A second source of bad news is preaching style. Sometimes it’s so negative that even the good news seems like bad news. When that happens, it can be a reflection of a burned-out pastor or, even worse, a preacher with spiritual decline. When I hear people say there is too much negativism, I always look to diagnose the pastor to see if help is needed.
The point is that people do not have to come to church to hear bad news. In fact, most people do not need more bad news in their life. Most people already know that much of life is a mess. At the other extreme, you could deal straight on with the reality of sin — which is bad news — with a smile on your face. It was that great prophetess, Mary Poppins, who said “A spoonful of sugar makes the medicine go down!”
Consider segmenting your audiences. In my perception, even many small churches need to have multiple worship services. Not because the sanctuary is full and the church is out of room, but as an outreach mechanism to touch the various people groups in the community. At the very least, most churches need to have a believers service and a seekers service. This didn’t used to be the case, but the United States has become a mission field. If you want to reach the unchurched, you will preach elementary Christianity toward the hurts and the needs of people. But if you want to grow disciples, you need to go from the milk to the meat of the Word. You can’t do both very easily, all the time and at the same time.

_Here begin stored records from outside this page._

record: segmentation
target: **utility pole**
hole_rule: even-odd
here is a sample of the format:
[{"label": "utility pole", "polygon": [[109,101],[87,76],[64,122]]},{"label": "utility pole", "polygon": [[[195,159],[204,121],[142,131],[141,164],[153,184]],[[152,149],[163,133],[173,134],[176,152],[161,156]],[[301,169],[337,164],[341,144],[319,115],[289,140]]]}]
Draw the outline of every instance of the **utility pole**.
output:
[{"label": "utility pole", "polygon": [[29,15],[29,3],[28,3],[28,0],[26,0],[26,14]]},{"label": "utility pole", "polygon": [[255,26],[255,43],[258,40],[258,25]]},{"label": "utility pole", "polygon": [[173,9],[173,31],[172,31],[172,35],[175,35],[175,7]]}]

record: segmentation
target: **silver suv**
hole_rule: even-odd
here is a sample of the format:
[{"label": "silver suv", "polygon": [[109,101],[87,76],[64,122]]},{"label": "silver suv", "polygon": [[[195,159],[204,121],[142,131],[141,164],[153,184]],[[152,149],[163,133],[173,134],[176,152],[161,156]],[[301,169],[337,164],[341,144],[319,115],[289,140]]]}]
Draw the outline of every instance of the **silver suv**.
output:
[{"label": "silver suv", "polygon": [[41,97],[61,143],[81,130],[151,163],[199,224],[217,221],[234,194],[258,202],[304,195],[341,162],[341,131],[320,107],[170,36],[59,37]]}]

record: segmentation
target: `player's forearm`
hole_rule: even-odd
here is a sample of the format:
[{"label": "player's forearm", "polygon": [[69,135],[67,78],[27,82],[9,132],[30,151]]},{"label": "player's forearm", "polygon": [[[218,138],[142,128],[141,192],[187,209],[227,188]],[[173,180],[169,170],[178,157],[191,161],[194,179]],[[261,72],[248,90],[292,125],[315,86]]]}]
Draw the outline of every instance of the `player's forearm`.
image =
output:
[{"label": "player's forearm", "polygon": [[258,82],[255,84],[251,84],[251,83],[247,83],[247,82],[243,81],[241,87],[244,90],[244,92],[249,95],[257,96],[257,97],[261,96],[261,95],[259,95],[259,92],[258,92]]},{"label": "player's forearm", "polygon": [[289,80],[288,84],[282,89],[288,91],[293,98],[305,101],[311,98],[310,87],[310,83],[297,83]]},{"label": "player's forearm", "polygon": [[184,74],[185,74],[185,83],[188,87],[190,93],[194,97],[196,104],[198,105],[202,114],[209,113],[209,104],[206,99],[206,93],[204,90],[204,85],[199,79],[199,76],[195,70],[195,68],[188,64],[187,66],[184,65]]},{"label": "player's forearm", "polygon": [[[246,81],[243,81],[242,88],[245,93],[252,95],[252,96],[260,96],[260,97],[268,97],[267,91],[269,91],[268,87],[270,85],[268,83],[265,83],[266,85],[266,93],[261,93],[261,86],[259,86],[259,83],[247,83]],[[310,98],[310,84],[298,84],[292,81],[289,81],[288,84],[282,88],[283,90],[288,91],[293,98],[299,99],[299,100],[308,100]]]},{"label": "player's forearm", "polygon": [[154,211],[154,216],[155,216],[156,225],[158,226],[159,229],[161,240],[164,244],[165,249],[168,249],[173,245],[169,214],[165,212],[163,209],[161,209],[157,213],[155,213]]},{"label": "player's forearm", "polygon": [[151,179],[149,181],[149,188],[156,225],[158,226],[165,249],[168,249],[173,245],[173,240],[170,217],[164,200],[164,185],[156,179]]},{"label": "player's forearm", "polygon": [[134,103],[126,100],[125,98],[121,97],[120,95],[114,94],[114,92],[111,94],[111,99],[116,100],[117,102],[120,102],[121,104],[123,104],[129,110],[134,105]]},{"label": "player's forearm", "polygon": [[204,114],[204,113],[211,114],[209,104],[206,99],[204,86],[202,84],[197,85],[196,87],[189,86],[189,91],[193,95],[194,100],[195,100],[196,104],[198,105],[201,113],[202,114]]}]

One of the most powerful outreach strategies for growing churches is to plant another church. The most strategic way to plant another church is to plant a church within a church. That is, provide another worship service at a different time, maybe even on a different day, perhaps even in a different style, and possibly in a different place. Target those people groups in your community who are unreached. Provide a style and a time that particularly speaks to their needs.
For example, I know a church in Phoenix, Arizona that started a Saturday evening Country and Western worship service. I know a church in the upper Midwest that started a Sunday morning informal worship service. The members actually dressed “down” to attract the blue collar, informal people of that community. And it works!
Preaching to the Mission Field
There are many challenges when you live on the mission field. Preaching is one of those challenges. But there are also many opportunities. It is an exciting time to preach the Good News about Jesus Christ.
The key is to be flexible and open, yet solid on the Word. Preaching is the privilege and the honor of being an ambassador for Jesus Christ — and it can be a key element of reaching people and growing churches!